But with the impact that tyre strategy has had on the season to-date, it’s hard to ignore these announcements when they come around.

Even after four races, we still have teams running different strategies to their rivals, even amongst team-mates, with McLaren being the prime example last Sunday with Lewis Hamilton pitting four times to take fourth, with Jenson Button pitting three times to limp home in sixth.

The tyre strategy and the introduction of KERS and DRS has really added to the spectacle of Formula One this season, so lets hope Pirelli have made the right decisions for which PZero tyre compounds will be heading too Montreal, Valencia and Silverstone.
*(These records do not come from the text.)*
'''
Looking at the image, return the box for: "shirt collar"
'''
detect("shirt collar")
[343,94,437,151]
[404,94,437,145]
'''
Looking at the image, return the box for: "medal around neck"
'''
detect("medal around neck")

‘When calculating which tyres we will bring to every circuit, we bear a number of factors in mind such as the weather conditions and the nature of the surface,’ Pirelli’s motorsport director Paul Hembery told formula1.com.

‘We then make sure that we select two tyres that will complement each other in terms of racing spectacle and potential strategies as well.

‘So we’ve come up with tyre nominations that should not only be well suited to the characteristics of each circuit but also provide a great race for the drivers and spectators, with plenty of scope for the teams to exercise their strategic skills. Selecting the tyres is a very tough job for us, as in Montreal, Valencia and Silverstone we have no historical data, but we’re feeling confident that the choices we have made, in close consultation with the teams and the FIA, should continue the Pirelli tradition of close racing that we have seen so far this year.’


Tyre compounds selected for the Canadian Grand Prix will be soft and super-soft, which are the same compounds which will also be used at Monaco.

For the European Grand Prix, Pirelli have selected a combination of medium and super-soft, which will be the first time the teams will have to work with this combination of rubber on a race weekend.

For the British Grand Prix the teams will return to the most frequently used combination of tyres which are the hard and soft compounds which were also used in Australia, Malaysia, China, Turkey and at the next race in Spain.